В Довженко Масоха снялся в нескольких фильмах. Главные роли в «Земле» (кулак Фома Билоконь, тот же, что лунной ночи убивает Василя-Свашенко) и «Иване». Эпизоды в «Арсенале» и «Щорси». Вспоминал, как по прочтении сценария последнего фильма откровенно сказал Довженку, что текст слишком уже длинный, перегруженный батальными эпизодами... «Он молча взял у меня сценарий. Даже не поблагодарил. А затем предложил мне делать пробу — сначала на Щорса, а когда я не подошел, тогда взял меня на Дубенко». Роль Дубенко была одной из центральных в ленте, однако вскоре прототипа героя арестовали, а затем и казнили, так что роль пришлось сократить...
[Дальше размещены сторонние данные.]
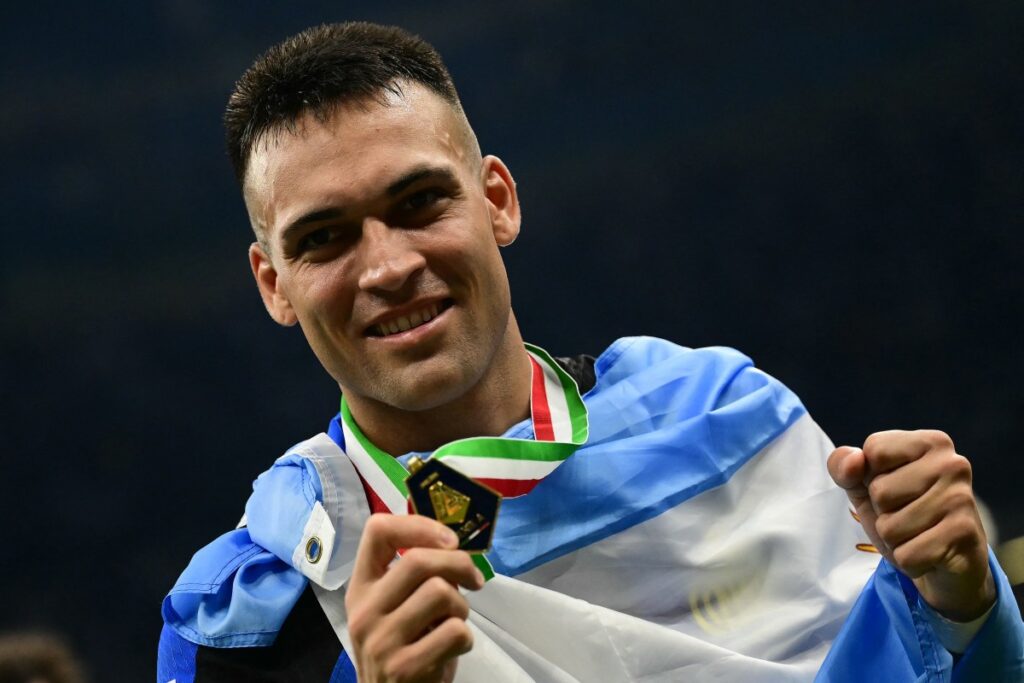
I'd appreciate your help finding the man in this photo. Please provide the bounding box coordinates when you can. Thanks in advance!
[158,24,1024,683]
А сниматься начал еще от 1927 года — в картине Георгия Стабавого «Лесной человек». Потому были «Накануне», «Мирабо», «Фата моргана», «Интриган», «Тринадцать» (один из самых заметных фильмов середины 30-х в режиссуре Михаила Ромма), белорусский «Соловей», «Всадники» Игоря Савченко (за романом Юрия Яновского)... По войне — запрещение сниматься, и только в годы «оттепели» сыграл несколько небольших ролей в фильмах «Над Черемошем», «Кровавый рассвет», «Сколько лет, сколько зим!».
Кстати, родной брат Петра Омельяновича, Лаврентий, был не менее известным актером. «Я люблю» Леонида Лукова, «Щорс», «Александр Пархоменко», «Два бойца» и много других известных фильмов, вплоть до последней роли Шольца, адъютанта Мюллера в знаменитой «Семнадцати мгновенности весны». Актерская слава его началась от картины «Большую жизнь» («Большая жизнь») Лукова, где выполнил недоброго врага Макара Ляготина — того же, которое поет шлягерную песенку «Спят курганы темные».
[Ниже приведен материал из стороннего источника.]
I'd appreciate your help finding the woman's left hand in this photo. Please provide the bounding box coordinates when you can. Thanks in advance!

Актерская профессия такая химерична. Особенно в кино. Успех, даже большой, в одном фильме никоим образом не гарантирует благосклонность художественной судьбы. Молодые лета бывают такие обманчивые в своих обещаниях. Петр Масоха не без юмора вспоминал свой дебют в кино и то, как были «выпущены для продажи фотокарточки с изображением моей персоны — такого себе «красавца» с папиросой в роте», как «посматривали на меня интересные обыватели». Не тут-то было, пойдя из театра, он попал в какую-то яму, зону какого-то отчуждения. Работа в кино — вещь захватывающая, однако же здесь немало и такой себе фабричного, рутинного труда. Следовательно, он сделал правильно, опять подыскав работу в театре. А кино всегда оставалось знаком романтики. «То мы едем от солнечных берегов Черного моря куда-то на шахты и забираемся под землю, то из-под земли поднимаемся на самолетах в небесные выси, то забираемся в непролазные чащи лесов и болот, мчим верхом на конях или спускаемся под воду. По-всякому бывают в работе киноактера: то он смеется, то плачет; то он горит в пожаре, то сам гасит ее, кого-то спасая. А сколько встреч с людьми! Сколько знакомств! Сколько неожиданных впечатлений...».
Любил он эту профессию. Съемочная площадка снилась, являлась ему. Но кино, то «важнейшее из всех искусств», оставалось недосягаемым. О нем мог только вспоминать или же выступать в роли постороннего наблюдателя. В нашей стране даже долгая жизнь не гарантирует полноценного признания. Поэтому вспомним сегодня тех, чей талант далеко не во всем был реализован. Однако и сделанного достаточно, чтобы остаться, — надеемся, что навсегда.